Hey Bob,I get mine from Marmora shoprite in the Goya section.I get my blackeyed peas in the section that has Jack Rabbit brand because they are a bit cheaper for the same thing.It's odd but they are in two different aisles for some reason.If they don't carry it I would think they could order it for you if they have them in the other stores. Split peas won't work.If you can't find them I could probably bring you some at frogday,but I'd need to know a bit before hand as I'm working a short week next week so I can prepare and the shoprite in question is near my job.


----------



## Dendrobait (May 29, 2005)

I'm sure split peas would work just fine too.


----------



## oddlot (Jun 28, 2010)

Negative,they will not work! there is not enough room for them to grow inside.Tried it.Sorry.


----------



## Dendrobait (May 29, 2005)

Good to know! Do the grubs end up falling out of the peas?


----------



## radiata (Jul 24, 2010)

oddlot said:


> Hey Bob,I get mine from Marmora shoprite in the Goya section.I get my blackeyed peas in the section that has Jack Rabbit brand because they are a bit cheaper for the same thing.It's odd but they are in two different aisles for some reason.If they don't carry it I would think they could order it for you if they have them in the other stores. Split peas won't work.If you can't find them I could probably bring you some at frogday,but I'd need to know a bit before hand as I'm working a short week next week so I can prepare and the shoprite in question is near my job.


Lou,

I'm giving up on my whole pea search - I may try on-line. So far I've tried three Shop Rites, one Whole Food, one Kings and one Food Town. Must be a north-south thing, where the only thing dried peas are used for in northern NJ is split pea soup, whereas the people in southern NJ have a more varied cuisine.

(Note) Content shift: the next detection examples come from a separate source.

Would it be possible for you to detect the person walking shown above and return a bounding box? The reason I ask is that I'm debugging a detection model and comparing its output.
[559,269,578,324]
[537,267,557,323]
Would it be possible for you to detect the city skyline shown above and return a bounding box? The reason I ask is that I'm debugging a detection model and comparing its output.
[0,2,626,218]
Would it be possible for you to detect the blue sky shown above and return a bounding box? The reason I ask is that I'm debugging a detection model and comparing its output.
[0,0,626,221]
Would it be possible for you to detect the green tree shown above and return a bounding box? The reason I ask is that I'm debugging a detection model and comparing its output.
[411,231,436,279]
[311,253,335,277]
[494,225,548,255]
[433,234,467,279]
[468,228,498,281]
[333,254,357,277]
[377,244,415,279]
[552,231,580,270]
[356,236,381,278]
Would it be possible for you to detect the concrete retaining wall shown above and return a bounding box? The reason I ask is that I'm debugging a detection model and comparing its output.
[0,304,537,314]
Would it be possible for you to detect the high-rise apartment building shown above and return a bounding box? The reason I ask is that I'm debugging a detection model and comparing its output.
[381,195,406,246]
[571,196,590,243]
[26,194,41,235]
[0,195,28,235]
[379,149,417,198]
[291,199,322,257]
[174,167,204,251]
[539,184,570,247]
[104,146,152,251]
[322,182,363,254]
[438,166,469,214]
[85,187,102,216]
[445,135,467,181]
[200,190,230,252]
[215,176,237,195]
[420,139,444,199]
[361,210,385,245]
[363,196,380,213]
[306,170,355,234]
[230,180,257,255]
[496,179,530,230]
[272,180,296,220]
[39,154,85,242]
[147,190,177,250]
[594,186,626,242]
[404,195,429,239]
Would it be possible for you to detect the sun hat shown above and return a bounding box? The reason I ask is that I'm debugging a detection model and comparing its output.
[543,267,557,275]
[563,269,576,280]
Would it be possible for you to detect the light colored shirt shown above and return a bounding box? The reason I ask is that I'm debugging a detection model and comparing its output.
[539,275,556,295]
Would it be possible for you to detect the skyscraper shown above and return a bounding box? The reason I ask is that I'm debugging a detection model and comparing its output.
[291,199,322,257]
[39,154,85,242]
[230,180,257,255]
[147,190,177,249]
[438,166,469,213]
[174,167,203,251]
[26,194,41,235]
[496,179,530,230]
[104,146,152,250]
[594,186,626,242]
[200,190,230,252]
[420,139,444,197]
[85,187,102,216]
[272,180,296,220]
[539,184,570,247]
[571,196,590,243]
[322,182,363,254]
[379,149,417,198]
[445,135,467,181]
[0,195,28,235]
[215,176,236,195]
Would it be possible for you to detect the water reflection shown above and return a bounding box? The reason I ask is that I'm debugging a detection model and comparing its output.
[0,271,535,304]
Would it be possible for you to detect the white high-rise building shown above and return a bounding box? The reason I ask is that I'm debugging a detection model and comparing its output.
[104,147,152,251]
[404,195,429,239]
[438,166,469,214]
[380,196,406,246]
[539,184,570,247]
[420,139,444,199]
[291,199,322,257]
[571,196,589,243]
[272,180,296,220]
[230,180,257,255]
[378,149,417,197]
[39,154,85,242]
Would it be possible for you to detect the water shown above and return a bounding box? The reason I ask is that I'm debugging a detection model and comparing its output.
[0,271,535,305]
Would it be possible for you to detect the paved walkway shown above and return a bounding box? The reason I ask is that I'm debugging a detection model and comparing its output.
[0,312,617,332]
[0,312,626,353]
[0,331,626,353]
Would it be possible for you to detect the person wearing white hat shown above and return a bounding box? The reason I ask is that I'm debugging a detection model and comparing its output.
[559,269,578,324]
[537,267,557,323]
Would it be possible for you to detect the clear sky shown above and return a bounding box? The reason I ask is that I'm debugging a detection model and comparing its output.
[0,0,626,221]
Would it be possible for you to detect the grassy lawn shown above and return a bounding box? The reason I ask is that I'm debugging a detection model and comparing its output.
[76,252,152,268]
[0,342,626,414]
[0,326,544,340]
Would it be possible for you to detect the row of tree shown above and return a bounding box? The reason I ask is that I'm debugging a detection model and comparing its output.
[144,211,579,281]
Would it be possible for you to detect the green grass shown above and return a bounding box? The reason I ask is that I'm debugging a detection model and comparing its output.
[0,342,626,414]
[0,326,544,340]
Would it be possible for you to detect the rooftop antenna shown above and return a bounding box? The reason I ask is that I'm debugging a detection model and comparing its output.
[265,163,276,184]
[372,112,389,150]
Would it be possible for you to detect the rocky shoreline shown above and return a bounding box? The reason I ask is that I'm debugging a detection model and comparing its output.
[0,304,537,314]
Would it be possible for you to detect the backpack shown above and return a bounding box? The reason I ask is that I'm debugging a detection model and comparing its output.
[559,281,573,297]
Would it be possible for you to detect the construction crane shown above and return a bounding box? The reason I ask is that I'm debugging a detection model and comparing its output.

Thanks for the offer to bring some to Frog Day, but don't bother. You don't want to be my only source for them!

Thanks again,
Bob


----------



## Pumilo (Sep 4, 2010)

radiata said:


> Lou,
> 
> I'm giving up on my whole pea search - I may try on-line. So far I've tried three Shop Rites, one Whole Food, one Kings and one Food Town. Must be a north-south thing, where the only thing dried peas are used for in northern NJ is split pea soup, whereas the people in southern NJ have a more varied cuisine.
> 
> ...


I don't know from what culture this arose, but it is supposed to be good luck to eat black eyed peas on New Years Day. As such, many supermarkets will carry black eyed peas around New Years Day, even though they don't carry them the rest of the year. I discussed this with a manager at Safeway last year. I was baffled that customer after customer was frantically looking for black eyed peas and she explained it to me.
Doesn't help you much now, but you might be able to stock up in a couple of months.


----------



## Peasey (Aug 28, 2013)

radiata said:


> Lou,
> 
> I'm giving up on my whole pea search - I may try on-line. So far I've tried three Shop Rites, one Whole Food, one Kings and one Food Town. Must be a north-south thing, where the only thing dried peas are used for in northern NJ is split pea soup, whereas the people in southern NJ have a more varied cuisine.
> 
> ...


I'm really surprised that you can't get them in NJ. Have you looked at the dry beans section? You'll just have to rehydrate them.


----------